Some people—such as old Farmer Buffett—claimed that the results of this process were more and more divorced from the realities of ox- rearing. But he was ignored. True, Farmer Buffett’s beasts did appear healthy and well fed, and his finances ever more prosperous; but he was a countryman who didn’t really understand how markets work.

International bodies were established to define the rules for assessing the weight of the ox. There were two competing standards—generally accepted ox-weighing principles, and international ox-weighing standards. But both agreed on one fundamental principle, which followed from the need to eliminate the role of subjective assessment by any individual. The weight of the ox was officially defined as the average of everyone’s guesses.
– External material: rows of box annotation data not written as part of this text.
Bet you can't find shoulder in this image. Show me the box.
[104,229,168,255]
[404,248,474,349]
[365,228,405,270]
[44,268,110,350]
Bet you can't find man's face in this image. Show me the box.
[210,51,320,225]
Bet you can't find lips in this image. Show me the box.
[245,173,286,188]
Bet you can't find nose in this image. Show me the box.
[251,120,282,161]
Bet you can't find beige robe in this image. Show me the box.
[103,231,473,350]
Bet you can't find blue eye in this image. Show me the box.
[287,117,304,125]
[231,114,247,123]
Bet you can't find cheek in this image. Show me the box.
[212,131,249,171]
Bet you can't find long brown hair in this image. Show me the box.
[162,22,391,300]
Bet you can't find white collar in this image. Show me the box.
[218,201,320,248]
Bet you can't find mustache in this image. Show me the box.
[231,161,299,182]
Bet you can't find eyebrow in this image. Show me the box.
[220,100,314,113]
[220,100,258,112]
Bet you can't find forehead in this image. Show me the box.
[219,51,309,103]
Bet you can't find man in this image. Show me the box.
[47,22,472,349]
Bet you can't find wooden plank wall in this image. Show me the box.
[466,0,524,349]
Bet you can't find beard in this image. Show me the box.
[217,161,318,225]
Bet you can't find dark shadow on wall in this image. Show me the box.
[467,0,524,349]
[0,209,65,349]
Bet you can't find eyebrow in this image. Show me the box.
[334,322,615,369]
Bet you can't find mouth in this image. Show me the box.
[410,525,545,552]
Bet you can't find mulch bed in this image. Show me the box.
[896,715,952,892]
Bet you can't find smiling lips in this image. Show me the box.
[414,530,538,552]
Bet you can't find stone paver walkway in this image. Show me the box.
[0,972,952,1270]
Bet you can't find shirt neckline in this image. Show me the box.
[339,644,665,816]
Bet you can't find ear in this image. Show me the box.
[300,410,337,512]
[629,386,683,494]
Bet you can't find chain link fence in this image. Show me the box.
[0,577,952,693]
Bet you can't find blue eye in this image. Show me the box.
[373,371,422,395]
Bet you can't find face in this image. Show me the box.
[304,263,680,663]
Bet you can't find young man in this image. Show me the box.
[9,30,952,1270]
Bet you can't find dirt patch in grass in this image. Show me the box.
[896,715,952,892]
One difficulty was that sometimes there were few, or even no, guesses of the weight of the ox. But that problem was soon overcome. Mathematicians from the University of Chicago developed models from which it was possible to estimate what, if there had actually been many guesses as to the weight of the ox, the average of these guesses would have been. No knowledge of animal husbandry was required, only a powerful computer.

By this time, there was a large industry of professional weight- guessers, organisers of weight-guessing competitions and advisers helping people to refine their guesses. Some people suggested that it might be cheaper to repair the scales, but they were derided: why go back to relying on the judgement of a single auctioneer when you could benefit from the aggregated wisdom of so many clever people?

And then the ox died. Amid all this activity, no one had remembered to feed it.